Meaning the British Army pays the medical bills for its officers. Every time a soldier gets a fever, every time a Mem-sahib gets a headache, the bill goes to the Regiment. You are essentially charging the British Government to keep their own soldiers healthy, using a hospital they helped you build.
Jinnah checked his reflection one last time. The elegance of the system was finally clear.
He hadn't built a charity. He had built a Company Town.
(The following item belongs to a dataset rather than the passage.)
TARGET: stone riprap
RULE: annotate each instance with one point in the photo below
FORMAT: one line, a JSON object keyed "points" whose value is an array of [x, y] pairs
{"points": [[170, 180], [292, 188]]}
The British officers thought they were living in a subsidized paradise. In reality, their salaries were circulating right back into Jinnah's accounts, paying for the maintenance of the estate that gave him political power.
"I provide the class," Jinnah whispered to the mirror. "And they provide the cash."
It's the circle of life, Sir, Bilal grinned. Or at least, the circle of capitalism. By the time you get back from London, these thirty families won't just be your tenants. They will be the testing ground for every product we want to sell to the rest of India.
There was a knock on the door. It was Sterling.
"Sir? Major Blackwood and his officers have gathered in the drawing room."
Jinnah turned, picking up his cigar case.
"Excellent, Sterling," Jinnah said, a sharp glint in his eye. "Ensure the bakery is operational by Monday. And tell the dairy manager to bottle the milk in glass, not tin. The Major's wife prefers class."
"Already done, Sir."
"Good. We wouldn't want to lose our best customers."
Jinnah walked out of the room. He was ready for dinner. He wasn't walking in to meet his occupiers; he was walking in to meet his clients.